Media biases
Level 4
Theme I, M & A

An exciting and wide-ranging activity for a group to work on the role of the media in spreading or countering stereotype, prejudice and bias.

Issues addressed

• Stereotypes and prejudice: how they are multiplied and spread in society.

• The quantity, quality and amount of information: manipulation, slants, abuse and lack of information, etc.

• Images of people and "different" groups due to generalizations and stereotyping.

• The difficulties we face in changing our images and perceptions.

• The social "scapegoat" mechanism. The tendency to blame "others" for certain social problems without analysing all the causes.

Aims of the activity

• To enable participants to explore the images that the majority society has of people from different cultures or origins, minorities, etc.

• To notice that not all the cultures different from our own carry a socially negative image.

• To analyse the role of the mass media in the creation and development of stereotypes and social prejudice.


Part A: Two and a half hours

Part B: One week

Part C: Two and a half hours

Group size

A minimum of ten and a maximum of twenty five people.

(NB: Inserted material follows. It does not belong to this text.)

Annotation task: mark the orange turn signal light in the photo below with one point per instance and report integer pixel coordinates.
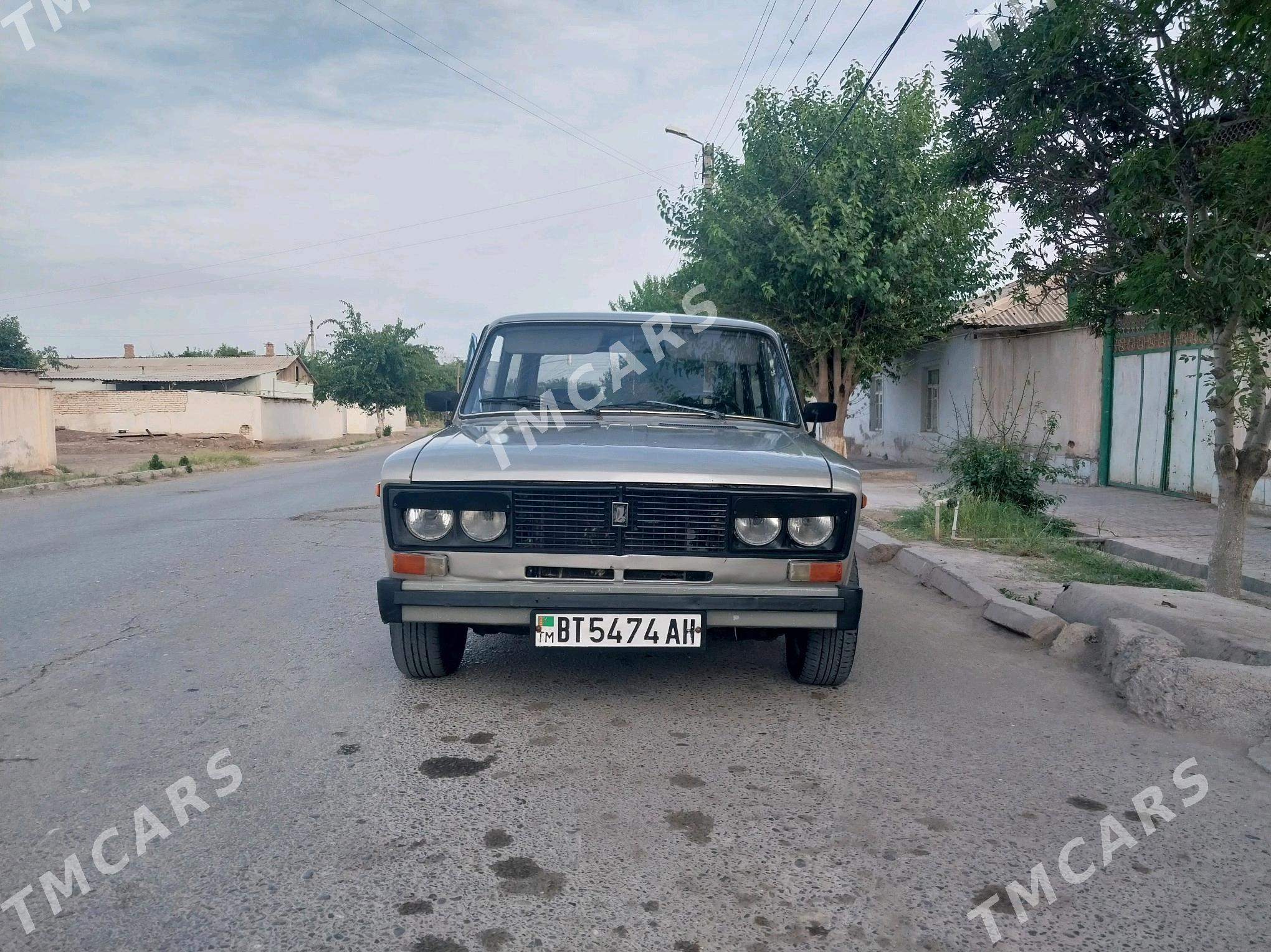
(815, 573)
(415, 563)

Participants should be over 13 or 14 years of age.


Part A:

• Flip chart, marker pen

Part B:

Depends on the resources available. The materials which can be used in this type of activity are very varied:

• newspapers,

• magazines,

• video recordings of TV programmes,

• radio etc.

It is however, possible to do this activity simply with newspapers and magazines that the participants can bring into the working groups.

Part C:

• For the plenary: a flip chart or a large board as well as some markers or chalk.


This activity is developed in three stages:

Part A: Preparation

1. Divide the participants into groups of 4-6 people.

2. Explain that during the course of the next week, they are going to analyse the different mass media: TV, radio and, especially, written press in order to find out how foreigners or 'people who are different' are portrayed.

3. Discuss exactly what the participants are going to look for and be aware of. For example, the language used (are they freedom fighters or terrorists?), the amount of time or space given to these news items, the priority given to it e.g. is it headline or footnote and check how people are treated or portrayed according to their origin. What sorts of photos and other images are used.

4. List the types of media you are going to work on and allocate them to the groups. Depending on the members of the group and your own acquaintance of the mass media you may opt between giving all the groups the whole task, or asking each group to deal specifically with one medium, i.e. one team works with daily newspapers, another with weekly magazines, another with TV another with radio, etc.

Part B: Field work

Allow a week for the groups to carry their research and tasks.

Part C: Conclusions

1. In plenary ask each group to present the results of their research and documentation. Allow 20 minutes per group.

2. Write down the main findings of each group on the flip-chart or board.

Debriefing and evaluation

Once the results have been put together, give a brief summary of the information reported by each group. Try to stress the most common findings as well as those which might be contradictory.

The discussion can follow with questions such as:

• What are the main features by which the minority groups around us are portrayed in the media?

• Are there minorities or groups of foreigners that are portrayed positively?

• Are there others that are portrayed negatively?

• Are the images presented based on facts and data or upon assumptions or judgments?

• How are the images built, from the real knowledge about those groups or minorities, or through stereotypes and manipulation of information?

Tips for the facilitator

Part A: There are advantages and disadvantages in both options. Asking all the groups to cover the range will require a greater effort and organisation of the work, asking each team to deal specifically with one medium will limit the global vision of each group but will be easier to organise and perhaps allow people to go into the issues in greater depth.

Since the main part of this activity is carried out over a week, introduce the activity­ (part A) at the end of a session but reserve a whole session for bringing the results together (part C).

It is recommended that you do this activity with participants who already know each other and have some experience of group work e.g. be members of a youth club or organisation.

Depending on how well you are acquainted with the participants and the situation you may change the time frame indicated for the activity. For example, if the activity takes place during school holidays, the time needed for the field work may be reduced to three days; similarly it may be extended if circumstances call for it.

Suggestions for follow up

According to the work done by the teams, you may propose that they set up a 'watch dog' group to regularly review the media for examples of bad reporting­ and distortion. This could be followed by writing collective letters to the newspapers, TV or radio whenever they find examples of discrimination against someone or some minority.

If you wish to explore further the relationships between ideas, words and images­, a fun way to do it is to play 'Cultionary'. Alternatively, you might enjoy playing the board game, 'The path to development' which raises many social, economic and political issues covered regularly in the media.

Alternatively you may like to go on to use as many forms of media as you can to compile 'A glossary of globalisation' (in Compass). The aim of the activity is to gain knowledge and understanding of the manifestations, causes and consequences of globalisation.